Matched Pairs
In vi
(and vim
), there's a "motion" command, %
that moves you to an enclosing symbol. In the previous
sentence, with the cursor on the "v" of vim
, using
%
will move the cursor to the "(", which is the
start of the enclosed sequence. On that "(", the %
motion moves to the matching ")".
Out of the box, vi
knows the pairs "()", "[]", and "{}".
You can change the pairs with the configuration
variable matchpairs
and people frequently do to add
"<>" for XML or HTML work:
set matchpairs=(:),[:],{:},<,>
But there are a lot more, like quoting angles "«»"
and smart quotes. And vim
happily accepts UTF-8 characters for each half of a pair. So I could think up some
Unicode pairs and stick them in there. Or I could look
for all pairs that exist in Unicode.
Here's a stab at doing just that.
First off, we need the list of characters in Unicode.

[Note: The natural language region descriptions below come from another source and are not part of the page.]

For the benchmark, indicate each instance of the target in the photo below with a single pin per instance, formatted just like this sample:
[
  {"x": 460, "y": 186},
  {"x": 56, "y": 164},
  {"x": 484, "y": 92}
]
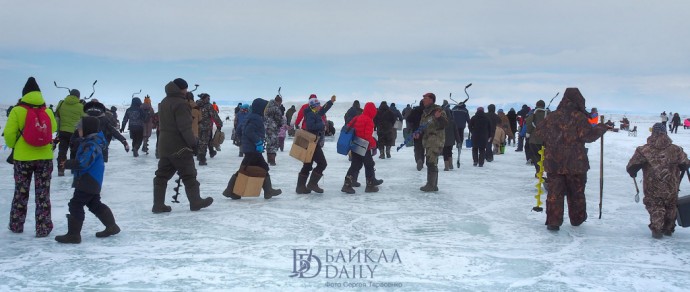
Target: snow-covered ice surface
[{"x": 477, "y": 233}]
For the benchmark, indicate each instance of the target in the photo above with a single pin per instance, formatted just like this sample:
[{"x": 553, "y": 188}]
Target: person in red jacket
[{"x": 364, "y": 128}]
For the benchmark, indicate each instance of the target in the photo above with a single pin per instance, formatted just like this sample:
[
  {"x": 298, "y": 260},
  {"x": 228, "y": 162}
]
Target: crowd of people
[{"x": 184, "y": 130}]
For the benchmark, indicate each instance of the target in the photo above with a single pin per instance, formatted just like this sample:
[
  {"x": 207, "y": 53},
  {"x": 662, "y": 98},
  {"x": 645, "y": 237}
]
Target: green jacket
[
  {"x": 435, "y": 131},
  {"x": 22, "y": 150},
  {"x": 69, "y": 111}
]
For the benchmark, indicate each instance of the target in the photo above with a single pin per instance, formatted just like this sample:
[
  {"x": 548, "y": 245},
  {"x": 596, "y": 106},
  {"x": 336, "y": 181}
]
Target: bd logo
[{"x": 305, "y": 264}]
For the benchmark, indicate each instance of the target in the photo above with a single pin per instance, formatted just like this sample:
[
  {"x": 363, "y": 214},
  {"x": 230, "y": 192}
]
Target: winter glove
[{"x": 260, "y": 146}]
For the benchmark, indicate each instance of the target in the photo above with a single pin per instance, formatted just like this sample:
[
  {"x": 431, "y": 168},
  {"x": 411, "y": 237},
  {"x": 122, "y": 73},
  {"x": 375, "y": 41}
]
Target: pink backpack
[{"x": 38, "y": 130}]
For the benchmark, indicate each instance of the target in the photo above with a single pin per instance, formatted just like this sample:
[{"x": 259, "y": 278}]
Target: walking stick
[{"x": 601, "y": 171}]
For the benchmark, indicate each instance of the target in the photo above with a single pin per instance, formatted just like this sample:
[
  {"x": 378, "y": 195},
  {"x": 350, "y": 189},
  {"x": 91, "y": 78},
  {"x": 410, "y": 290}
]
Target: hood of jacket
[
  {"x": 659, "y": 140},
  {"x": 172, "y": 90},
  {"x": 258, "y": 106},
  {"x": 572, "y": 100},
  {"x": 369, "y": 110}
]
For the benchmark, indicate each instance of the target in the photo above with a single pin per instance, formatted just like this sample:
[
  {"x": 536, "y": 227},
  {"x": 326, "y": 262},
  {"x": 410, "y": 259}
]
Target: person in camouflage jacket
[
  {"x": 435, "y": 120},
  {"x": 209, "y": 116},
  {"x": 564, "y": 134},
  {"x": 662, "y": 164},
  {"x": 273, "y": 120}
]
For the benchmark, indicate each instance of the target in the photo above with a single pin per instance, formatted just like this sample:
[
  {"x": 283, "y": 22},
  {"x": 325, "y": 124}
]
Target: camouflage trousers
[
  {"x": 272, "y": 142},
  {"x": 205, "y": 136},
  {"x": 432, "y": 154},
  {"x": 41, "y": 170},
  {"x": 560, "y": 186},
  {"x": 662, "y": 212}
]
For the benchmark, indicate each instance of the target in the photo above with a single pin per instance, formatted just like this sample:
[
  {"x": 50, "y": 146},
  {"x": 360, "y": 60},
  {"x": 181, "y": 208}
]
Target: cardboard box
[
  {"x": 303, "y": 146},
  {"x": 683, "y": 216},
  {"x": 249, "y": 182}
]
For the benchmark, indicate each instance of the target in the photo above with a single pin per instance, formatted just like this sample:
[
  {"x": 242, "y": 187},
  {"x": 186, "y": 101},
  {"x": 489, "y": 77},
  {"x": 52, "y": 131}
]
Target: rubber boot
[
  {"x": 302, "y": 184},
  {"x": 431, "y": 181},
  {"x": 269, "y": 192},
  {"x": 73, "y": 231},
  {"x": 313, "y": 182},
  {"x": 355, "y": 183},
  {"x": 347, "y": 185},
  {"x": 371, "y": 187},
  {"x": 107, "y": 218},
  {"x": 61, "y": 167},
  {"x": 159, "y": 205},
  {"x": 271, "y": 159},
  {"x": 231, "y": 185}
]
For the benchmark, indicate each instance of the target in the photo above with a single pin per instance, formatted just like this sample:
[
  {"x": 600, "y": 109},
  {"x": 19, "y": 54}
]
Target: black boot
[
  {"x": 271, "y": 159},
  {"x": 107, "y": 218},
  {"x": 355, "y": 183},
  {"x": 231, "y": 185},
  {"x": 269, "y": 192},
  {"x": 313, "y": 182},
  {"x": 347, "y": 185},
  {"x": 302, "y": 184},
  {"x": 431, "y": 181},
  {"x": 159, "y": 205},
  {"x": 371, "y": 187},
  {"x": 73, "y": 231}
]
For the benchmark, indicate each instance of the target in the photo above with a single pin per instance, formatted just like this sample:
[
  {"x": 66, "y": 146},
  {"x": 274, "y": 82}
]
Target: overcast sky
[{"x": 626, "y": 55}]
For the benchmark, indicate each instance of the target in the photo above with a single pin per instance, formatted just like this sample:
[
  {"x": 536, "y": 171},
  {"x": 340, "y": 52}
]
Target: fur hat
[
  {"x": 658, "y": 128},
  {"x": 181, "y": 83},
  {"x": 94, "y": 108},
  {"x": 430, "y": 95},
  {"x": 30, "y": 86},
  {"x": 90, "y": 125}
]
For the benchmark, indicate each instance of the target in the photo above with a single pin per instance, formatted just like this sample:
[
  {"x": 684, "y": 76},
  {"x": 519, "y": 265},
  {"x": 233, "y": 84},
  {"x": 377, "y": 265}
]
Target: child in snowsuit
[
  {"x": 88, "y": 168},
  {"x": 662, "y": 164}
]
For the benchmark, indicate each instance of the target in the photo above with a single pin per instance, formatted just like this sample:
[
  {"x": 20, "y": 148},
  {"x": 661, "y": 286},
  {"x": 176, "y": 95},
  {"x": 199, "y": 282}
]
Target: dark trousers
[
  {"x": 64, "y": 145},
  {"x": 447, "y": 153},
  {"x": 489, "y": 153},
  {"x": 24, "y": 171},
  {"x": 535, "y": 155},
  {"x": 81, "y": 199},
  {"x": 560, "y": 186},
  {"x": 184, "y": 166},
  {"x": 320, "y": 160},
  {"x": 358, "y": 161},
  {"x": 478, "y": 153},
  {"x": 255, "y": 159},
  {"x": 137, "y": 135},
  {"x": 418, "y": 149}
]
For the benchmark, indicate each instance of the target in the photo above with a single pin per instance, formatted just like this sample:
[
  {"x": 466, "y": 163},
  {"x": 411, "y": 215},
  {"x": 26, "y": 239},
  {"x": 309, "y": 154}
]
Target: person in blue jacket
[
  {"x": 88, "y": 168},
  {"x": 253, "y": 135}
]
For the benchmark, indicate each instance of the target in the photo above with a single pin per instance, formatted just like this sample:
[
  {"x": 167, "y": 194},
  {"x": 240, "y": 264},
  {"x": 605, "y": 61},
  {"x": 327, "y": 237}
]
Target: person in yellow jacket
[{"x": 30, "y": 161}]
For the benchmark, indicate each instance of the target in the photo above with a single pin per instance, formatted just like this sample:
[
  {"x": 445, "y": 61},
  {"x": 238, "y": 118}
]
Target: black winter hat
[
  {"x": 90, "y": 125},
  {"x": 181, "y": 83},
  {"x": 94, "y": 108},
  {"x": 30, "y": 86}
]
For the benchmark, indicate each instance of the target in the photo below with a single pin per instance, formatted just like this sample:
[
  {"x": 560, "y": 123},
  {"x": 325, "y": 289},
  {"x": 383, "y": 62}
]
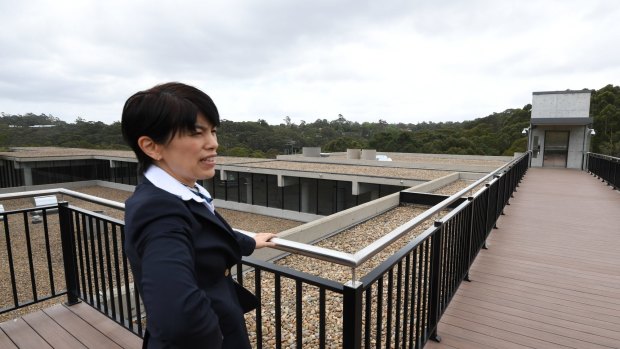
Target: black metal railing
[
  {"x": 29, "y": 250},
  {"x": 397, "y": 304},
  {"x": 605, "y": 167}
]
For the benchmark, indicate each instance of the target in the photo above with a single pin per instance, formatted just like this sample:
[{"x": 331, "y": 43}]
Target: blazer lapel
[{"x": 202, "y": 211}]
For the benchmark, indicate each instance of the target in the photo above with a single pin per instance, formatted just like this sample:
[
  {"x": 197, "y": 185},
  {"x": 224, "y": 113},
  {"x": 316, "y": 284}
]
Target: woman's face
[{"x": 190, "y": 156}]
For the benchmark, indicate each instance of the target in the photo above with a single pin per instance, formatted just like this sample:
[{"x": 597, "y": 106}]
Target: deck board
[
  {"x": 62, "y": 326},
  {"x": 551, "y": 275}
]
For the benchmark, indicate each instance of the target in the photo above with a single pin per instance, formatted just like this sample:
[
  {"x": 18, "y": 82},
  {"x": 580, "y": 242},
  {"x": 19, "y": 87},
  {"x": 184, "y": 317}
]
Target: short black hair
[{"x": 161, "y": 112}]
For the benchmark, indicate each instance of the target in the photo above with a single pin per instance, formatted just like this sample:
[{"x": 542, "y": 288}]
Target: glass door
[{"x": 556, "y": 149}]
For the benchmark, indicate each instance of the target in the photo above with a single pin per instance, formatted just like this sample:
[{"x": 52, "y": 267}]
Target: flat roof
[
  {"x": 403, "y": 166},
  {"x": 562, "y": 92}
]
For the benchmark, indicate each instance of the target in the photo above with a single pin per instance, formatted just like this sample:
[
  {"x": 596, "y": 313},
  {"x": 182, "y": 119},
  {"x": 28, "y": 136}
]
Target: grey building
[{"x": 560, "y": 128}]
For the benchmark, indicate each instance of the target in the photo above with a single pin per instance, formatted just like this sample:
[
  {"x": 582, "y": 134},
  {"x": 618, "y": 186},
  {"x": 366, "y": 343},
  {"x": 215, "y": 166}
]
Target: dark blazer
[{"x": 181, "y": 254}]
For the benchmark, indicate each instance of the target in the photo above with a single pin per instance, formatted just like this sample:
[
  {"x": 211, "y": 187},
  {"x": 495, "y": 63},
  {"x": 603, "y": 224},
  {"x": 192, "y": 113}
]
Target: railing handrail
[
  {"x": 352, "y": 260},
  {"x": 369, "y": 251}
]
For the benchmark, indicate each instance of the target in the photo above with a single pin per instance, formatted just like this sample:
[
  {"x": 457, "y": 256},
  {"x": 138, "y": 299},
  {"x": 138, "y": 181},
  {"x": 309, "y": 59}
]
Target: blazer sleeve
[
  {"x": 246, "y": 243},
  {"x": 178, "y": 310}
]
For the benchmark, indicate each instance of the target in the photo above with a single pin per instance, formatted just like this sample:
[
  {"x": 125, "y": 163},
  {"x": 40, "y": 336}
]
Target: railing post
[
  {"x": 66, "y": 236},
  {"x": 435, "y": 285},
  {"x": 472, "y": 227},
  {"x": 352, "y": 315}
]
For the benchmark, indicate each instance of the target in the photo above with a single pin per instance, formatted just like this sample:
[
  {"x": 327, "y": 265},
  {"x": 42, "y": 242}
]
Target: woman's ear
[{"x": 150, "y": 148}]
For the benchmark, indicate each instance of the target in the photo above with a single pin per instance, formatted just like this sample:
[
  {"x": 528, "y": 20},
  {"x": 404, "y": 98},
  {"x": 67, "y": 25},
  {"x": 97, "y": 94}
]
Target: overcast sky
[{"x": 400, "y": 61}]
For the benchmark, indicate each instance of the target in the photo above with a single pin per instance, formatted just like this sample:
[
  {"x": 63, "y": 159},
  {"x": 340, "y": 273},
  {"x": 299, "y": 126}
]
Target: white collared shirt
[{"x": 165, "y": 181}]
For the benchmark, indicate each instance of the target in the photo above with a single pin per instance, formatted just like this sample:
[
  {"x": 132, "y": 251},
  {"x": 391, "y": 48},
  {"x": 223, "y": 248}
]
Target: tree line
[{"x": 496, "y": 134}]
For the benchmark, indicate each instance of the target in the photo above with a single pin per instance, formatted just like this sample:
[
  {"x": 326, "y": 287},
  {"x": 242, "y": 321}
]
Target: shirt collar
[{"x": 163, "y": 180}]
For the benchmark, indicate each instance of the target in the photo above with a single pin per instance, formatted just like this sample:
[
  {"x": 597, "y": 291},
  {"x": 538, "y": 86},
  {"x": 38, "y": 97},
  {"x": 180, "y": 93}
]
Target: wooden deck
[
  {"x": 78, "y": 326},
  {"x": 551, "y": 275}
]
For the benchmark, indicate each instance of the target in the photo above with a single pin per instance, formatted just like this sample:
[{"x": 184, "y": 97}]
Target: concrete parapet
[
  {"x": 369, "y": 154},
  {"x": 354, "y": 154},
  {"x": 330, "y": 225},
  {"x": 313, "y": 152}
]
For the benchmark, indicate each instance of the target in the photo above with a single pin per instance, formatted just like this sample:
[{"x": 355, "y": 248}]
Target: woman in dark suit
[{"x": 180, "y": 249}]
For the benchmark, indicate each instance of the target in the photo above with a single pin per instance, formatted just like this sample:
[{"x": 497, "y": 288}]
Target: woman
[{"x": 180, "y": 249}]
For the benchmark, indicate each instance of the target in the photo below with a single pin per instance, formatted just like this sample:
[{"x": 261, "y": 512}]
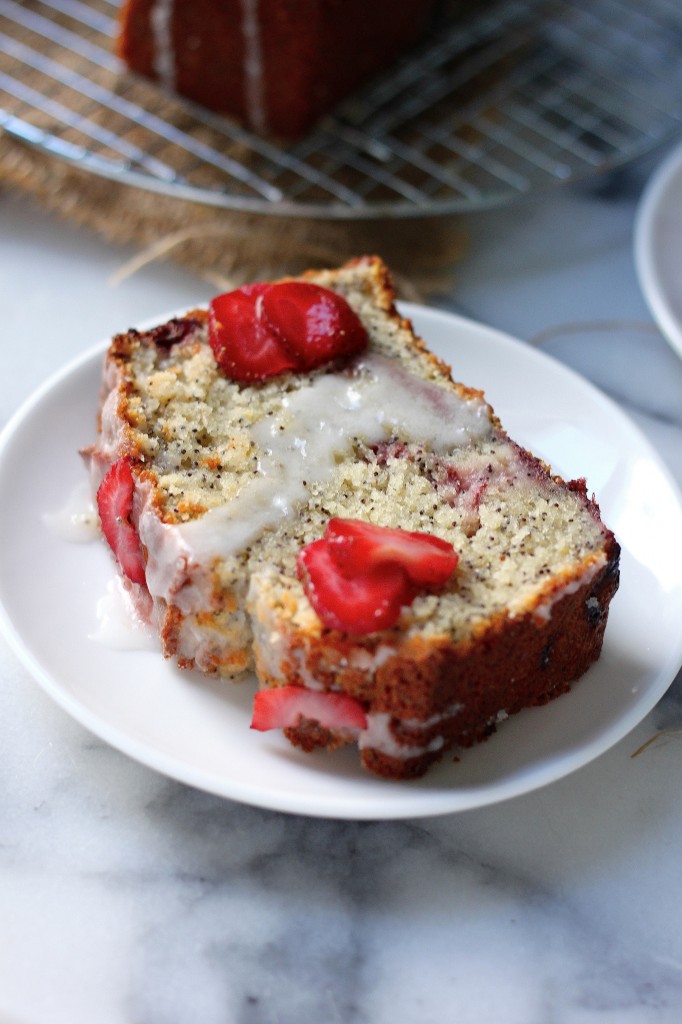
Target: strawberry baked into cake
[{"x": 291, "y": 483}]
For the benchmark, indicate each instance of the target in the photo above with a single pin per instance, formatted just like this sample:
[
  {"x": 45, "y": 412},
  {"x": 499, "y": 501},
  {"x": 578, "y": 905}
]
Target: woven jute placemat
[{"x": 227, "y": 247}]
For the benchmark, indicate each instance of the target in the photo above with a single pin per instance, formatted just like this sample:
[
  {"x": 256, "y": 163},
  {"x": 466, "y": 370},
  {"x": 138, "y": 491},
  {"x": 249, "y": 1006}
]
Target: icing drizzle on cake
[{"x": 165, "y": 68}]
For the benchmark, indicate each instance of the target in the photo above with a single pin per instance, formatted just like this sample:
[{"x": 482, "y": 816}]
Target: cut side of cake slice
[{"x": 356, "y": 527}]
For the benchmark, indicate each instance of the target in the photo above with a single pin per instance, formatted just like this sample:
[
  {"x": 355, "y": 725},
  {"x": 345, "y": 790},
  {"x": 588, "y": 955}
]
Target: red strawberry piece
[
  {"x": 246, "y": 347},
  {"x": 315, "y": 325},
  {"x": 284, "y": 707},
  {"x": 115, "y": 498},
  {"x": 356, "y": 547},
  {"x": 359, "y": 604}
]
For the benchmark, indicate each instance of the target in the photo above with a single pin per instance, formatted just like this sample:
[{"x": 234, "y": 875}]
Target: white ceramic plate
[
  {"x": 658, "y": 247},
  {"x": 197, "y": 730}
]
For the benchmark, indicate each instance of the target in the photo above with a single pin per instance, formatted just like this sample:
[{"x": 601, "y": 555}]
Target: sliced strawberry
[
  {"x": 356, "y": 547},
  {"x": 115, "y": 498},
  {"x": 246, "y": 348},
  {"x": 314, "y": 324},
  {"x": 360, "y": 604},
  {"x": 284, "y": 707}
]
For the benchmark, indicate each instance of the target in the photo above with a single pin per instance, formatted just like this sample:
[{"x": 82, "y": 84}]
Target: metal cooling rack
[{"x": 502, "y": 99}]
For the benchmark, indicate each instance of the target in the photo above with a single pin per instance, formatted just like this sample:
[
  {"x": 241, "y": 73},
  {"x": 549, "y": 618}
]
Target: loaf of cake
[
  {"x": 274, "y": 65},
  {"x": 292, "y": 483}
]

This is surprisingly easy to get. Unicode themselves
provide an easy to parse list of characters in plain
ASCII(!).
$ curl -sO http://www.unicode.org/Public/UNIDATA/UnicodeData.txt
The list is not fixed, new stuff gets added with each
version of Unicode. Releases happen every 12 to 18
months. Refreshing that file is the major change
needed to update my
Unicode Toys
for a new version.
So how about a quick script to find "LEFT" characters
that have a matching "RIGHT" version?
#!/usr/bin/perl
# Read the UnicodeData.txt file to create a vim
# matchpair list.
#
# May 2022 "Eli the Bearded"
use strict;
use warnings;
my $in = 'UnicodeData.txt';
my %found;
my %pool;
my %check;
my $id;
my $pid;
my $name;
my $count = 1; # first pair is the hardcoded one
# Tag characters are an obsolete invisible set of
# ASCII for hidden metadata. Modifiers and Combining
# should not be used on their own. Arabic are not
# left-to-right text, so I decided I don't need them.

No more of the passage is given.